Formation of recombinant DNA
The DNA isolated by restriction endonucleases must be inserted into a vector that can carry it into a host cell.
Vectors
Most commonly used vectors in genetic engineering are bacteria plasmids= small circular molecules of DNA separate from the chromosomal DNA that can replicate independently.
Once a plasmid gets into a new host cell it can combine with the host DNA to form recombinant DNA.
Plasmids are often chosen because they contain a marker gene. This gene enables scientists to determine that the bacteria have taken up the plasmid.
To insert a DNA fragment into a plasmid it must be cut open by the same restriction endonucleases. This results in the plasmid having complementary sticky ends to the sticky ends of the DNA fragment.
Once the complementary bases of the two sticky ends are lined up, the enzyme DNA ligase form phosphodiester bonds between the sugar and the phosphate groups on the two strands of DNA, joining them together.
Second marker gene
Plasmids are given a second marker gene, which is used to show that the plasmid contains the recombinant gene.
The marker is often placed in the plasmid, the plasmid is then cut by a restriction enzymes within the marker gene to insert the desired gene.
If the gene is inserted successfully, the marker gene will not function.
Genes producing fluorescence or enzymes that change colour in a particular medium are used as maker genes.
Transformation= the plasmid with the recombinant DNA must be transferred into the host cell.
Transferring vectors
Culture the bacterial cells and plasmids in a calcium rich solution and increase the temperature. This causes the bacterial membrane to become permeable and plasmids can enter.
Another method is electroporation. A small electrical current is applied to the bacteria. This makes the bacteria very porous and so the plasmids move into the cells.

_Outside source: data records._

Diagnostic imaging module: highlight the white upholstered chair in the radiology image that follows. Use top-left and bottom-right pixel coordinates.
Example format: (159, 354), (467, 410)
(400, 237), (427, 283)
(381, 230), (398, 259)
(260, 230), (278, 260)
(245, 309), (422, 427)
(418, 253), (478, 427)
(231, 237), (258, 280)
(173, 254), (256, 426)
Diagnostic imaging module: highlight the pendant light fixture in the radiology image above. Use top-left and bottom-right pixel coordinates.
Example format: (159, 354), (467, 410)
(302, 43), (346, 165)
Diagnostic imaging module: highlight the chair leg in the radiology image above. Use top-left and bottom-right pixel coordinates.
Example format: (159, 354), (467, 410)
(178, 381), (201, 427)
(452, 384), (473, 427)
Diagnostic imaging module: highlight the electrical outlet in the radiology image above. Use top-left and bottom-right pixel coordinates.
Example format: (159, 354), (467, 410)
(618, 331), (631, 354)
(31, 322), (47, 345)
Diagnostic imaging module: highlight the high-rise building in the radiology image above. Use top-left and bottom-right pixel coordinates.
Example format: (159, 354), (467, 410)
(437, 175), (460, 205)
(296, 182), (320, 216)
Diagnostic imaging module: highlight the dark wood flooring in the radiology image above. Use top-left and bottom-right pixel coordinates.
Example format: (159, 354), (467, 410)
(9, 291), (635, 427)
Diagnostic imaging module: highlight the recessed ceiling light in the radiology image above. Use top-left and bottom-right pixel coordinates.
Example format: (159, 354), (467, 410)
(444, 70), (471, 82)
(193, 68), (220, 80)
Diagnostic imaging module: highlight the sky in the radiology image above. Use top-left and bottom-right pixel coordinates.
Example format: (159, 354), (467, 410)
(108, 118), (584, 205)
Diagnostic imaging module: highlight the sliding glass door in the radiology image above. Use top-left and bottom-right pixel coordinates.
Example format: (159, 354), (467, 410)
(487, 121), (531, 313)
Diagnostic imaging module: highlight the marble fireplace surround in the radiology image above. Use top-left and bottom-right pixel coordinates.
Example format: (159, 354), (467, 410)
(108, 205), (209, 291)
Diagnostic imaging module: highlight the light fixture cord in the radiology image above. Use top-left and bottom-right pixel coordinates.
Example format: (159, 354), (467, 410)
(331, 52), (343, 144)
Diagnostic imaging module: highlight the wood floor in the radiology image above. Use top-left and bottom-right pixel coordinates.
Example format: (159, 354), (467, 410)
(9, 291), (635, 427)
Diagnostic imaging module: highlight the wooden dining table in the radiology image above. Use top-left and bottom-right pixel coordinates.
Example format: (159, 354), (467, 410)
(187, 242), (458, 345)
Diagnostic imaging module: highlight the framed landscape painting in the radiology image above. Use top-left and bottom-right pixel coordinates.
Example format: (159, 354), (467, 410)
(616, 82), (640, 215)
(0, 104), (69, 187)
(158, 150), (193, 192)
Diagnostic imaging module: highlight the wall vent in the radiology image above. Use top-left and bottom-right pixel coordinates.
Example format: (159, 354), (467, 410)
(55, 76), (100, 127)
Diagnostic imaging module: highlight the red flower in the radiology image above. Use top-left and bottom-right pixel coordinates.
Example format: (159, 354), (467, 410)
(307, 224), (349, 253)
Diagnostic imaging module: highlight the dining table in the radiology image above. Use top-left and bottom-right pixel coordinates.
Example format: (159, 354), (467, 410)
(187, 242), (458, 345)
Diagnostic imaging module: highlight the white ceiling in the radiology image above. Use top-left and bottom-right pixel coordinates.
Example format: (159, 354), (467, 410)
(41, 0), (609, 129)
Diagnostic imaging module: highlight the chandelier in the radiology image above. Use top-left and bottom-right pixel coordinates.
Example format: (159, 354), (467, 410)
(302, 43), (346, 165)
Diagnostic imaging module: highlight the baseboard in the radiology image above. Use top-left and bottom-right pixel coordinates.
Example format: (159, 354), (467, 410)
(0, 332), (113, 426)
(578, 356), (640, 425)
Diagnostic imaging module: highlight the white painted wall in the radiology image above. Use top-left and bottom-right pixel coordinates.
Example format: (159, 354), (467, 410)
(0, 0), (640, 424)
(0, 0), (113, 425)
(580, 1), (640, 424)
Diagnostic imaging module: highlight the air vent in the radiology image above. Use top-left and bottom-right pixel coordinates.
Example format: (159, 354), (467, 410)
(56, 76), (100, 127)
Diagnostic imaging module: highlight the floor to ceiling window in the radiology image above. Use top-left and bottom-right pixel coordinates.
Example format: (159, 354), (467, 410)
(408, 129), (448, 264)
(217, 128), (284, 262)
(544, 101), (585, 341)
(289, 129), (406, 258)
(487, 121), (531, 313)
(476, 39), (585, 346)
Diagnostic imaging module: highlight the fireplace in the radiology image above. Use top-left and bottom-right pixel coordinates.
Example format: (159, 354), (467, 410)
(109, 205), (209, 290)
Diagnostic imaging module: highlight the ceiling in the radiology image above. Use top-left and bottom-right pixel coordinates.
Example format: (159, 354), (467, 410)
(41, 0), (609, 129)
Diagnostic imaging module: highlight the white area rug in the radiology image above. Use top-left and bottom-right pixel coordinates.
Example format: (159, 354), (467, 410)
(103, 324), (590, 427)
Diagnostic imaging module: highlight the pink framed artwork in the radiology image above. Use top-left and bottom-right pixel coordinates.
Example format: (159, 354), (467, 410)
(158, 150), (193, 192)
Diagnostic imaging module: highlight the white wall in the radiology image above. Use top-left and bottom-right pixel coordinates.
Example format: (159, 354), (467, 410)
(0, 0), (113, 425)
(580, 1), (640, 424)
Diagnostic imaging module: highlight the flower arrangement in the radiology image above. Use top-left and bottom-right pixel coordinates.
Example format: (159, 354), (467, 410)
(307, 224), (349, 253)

Can also be used to get the DNA fragments directly into cells, the new DNA will pass through the cell membrane and the nuclear membrane to fuse with the nuclear DNA.
Electrofusion in plants
= Another way of producing genetically modified cells.
Tiny electrical currents are applied to the membranes of two different cells, this fuses the cell and nuclear membranes of the two different cells together to form a hybrid or polyploid cell, containing DNA from both.
Electrofusion in animals
They don't fuse as easily because their membrane have different properties and polyploid animal cells don't usually survive in the body of a living organism.

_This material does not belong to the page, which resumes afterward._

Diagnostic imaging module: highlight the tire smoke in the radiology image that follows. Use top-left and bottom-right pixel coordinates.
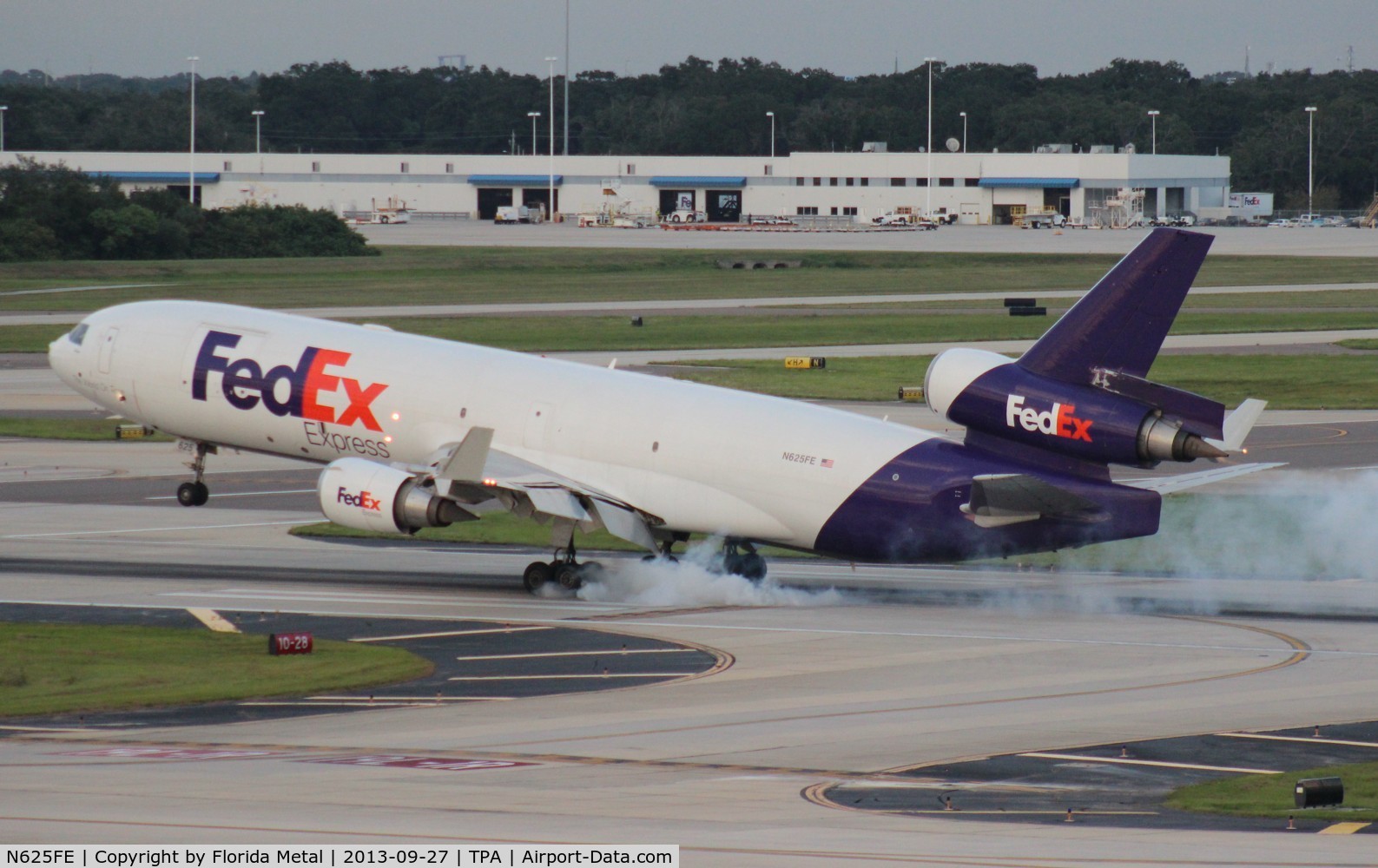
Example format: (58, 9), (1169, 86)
(577, 540), (847, 608)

Electrofusion is used in production of monoclonal antibodies. Are now used to identify pathogens in both animals and plants and in the treatment of a number of diseases.
Engineering prokaryotes
Bacteria have been genetically modified to produce many useful substances to people.
Hormones like insulin and human growth hormone
Clotting factors for haemophiliacs, antibiotics, vaccines.
Engineering plants
One method of genetically modifying plants use Agrobacterium tumefaciens, a bacterium that causes tumours in healthy plants.

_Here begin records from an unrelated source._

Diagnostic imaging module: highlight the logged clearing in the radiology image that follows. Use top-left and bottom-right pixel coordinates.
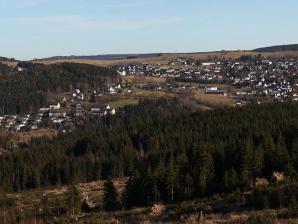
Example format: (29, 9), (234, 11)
(195, 93), (236, 106)
(8, 178), (127, 212)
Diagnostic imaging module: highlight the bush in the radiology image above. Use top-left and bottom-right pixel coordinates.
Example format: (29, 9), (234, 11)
(244, 215), (272, 224)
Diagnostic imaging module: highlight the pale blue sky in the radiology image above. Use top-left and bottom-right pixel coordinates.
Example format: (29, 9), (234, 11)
(0, 0), (298, 59)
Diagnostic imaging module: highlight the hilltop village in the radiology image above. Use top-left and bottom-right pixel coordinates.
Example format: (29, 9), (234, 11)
(113, 56), (298, 101)
(0, 56), (298, 132)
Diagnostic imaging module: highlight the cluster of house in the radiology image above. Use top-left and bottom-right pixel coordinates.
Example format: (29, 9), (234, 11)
(0, 89), (116, 132)
(0, 103), (116, 132)
(113, 57), (298, 101)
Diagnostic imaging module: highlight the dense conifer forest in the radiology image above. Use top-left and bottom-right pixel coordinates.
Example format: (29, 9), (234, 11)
(0, 99), (298, 207)
(0, 63), (118, 114)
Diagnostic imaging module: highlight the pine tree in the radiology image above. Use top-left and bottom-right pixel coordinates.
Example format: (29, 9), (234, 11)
(66, 185), (81, 217)
(103, 178), (120, 211)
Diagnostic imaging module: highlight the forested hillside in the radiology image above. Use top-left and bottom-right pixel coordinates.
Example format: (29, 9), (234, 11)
(0, 99), (298, 206)
(254, 44), (298, 52)
(0, 63), (118, 114)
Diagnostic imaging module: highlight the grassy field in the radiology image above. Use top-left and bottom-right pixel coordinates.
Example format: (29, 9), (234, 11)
(30, 51), (298, 67)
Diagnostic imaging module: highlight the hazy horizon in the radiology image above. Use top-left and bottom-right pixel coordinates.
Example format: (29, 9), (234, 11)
(0, 0), (298, 60)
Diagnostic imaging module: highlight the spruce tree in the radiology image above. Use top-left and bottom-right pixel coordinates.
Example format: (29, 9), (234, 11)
(103, 178), (120, 211)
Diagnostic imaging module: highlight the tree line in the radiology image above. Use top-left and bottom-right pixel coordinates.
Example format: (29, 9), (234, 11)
(0, 99), (298, 207)
(0, 62), (118, 115)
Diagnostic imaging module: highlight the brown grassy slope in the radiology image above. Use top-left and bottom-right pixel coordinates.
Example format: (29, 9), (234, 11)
(34, 51), (298, 67)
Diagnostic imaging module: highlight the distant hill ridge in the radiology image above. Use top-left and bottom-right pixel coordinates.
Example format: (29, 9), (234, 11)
(254, 44), (298, 52)
(0, 56), (16, 62)
(37, 53), (161, 61)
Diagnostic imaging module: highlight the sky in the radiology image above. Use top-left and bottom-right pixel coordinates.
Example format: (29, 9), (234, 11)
(0, 0), (298, 59)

A desired gene (for pesticide production, herbicide resistance or higher yield) is placed in the plasmid of A. Tumefaciens along with a marker gene. This is then carried directly into the plant cell DNA. The transgenic plant from a callus (made up of transformed cells which are undifferentiated) which is a mass of GM plant cells, each of which can be grown into a new transgenic plant.
Engineering plants
Transgenic plants can also be produced by electrofusion.
The cells produced have chromosomes from both of the original cells and so are polyploid. The cells fused may be from similar or different species.
The main stages involve the removal of the plant cell wall by cellulases, electrofusion to form a new polyploid cell, the use of plant hormones to stimulate the growth of a new cell wall, followed by callus formation and the production of many cloned, transgenic plants.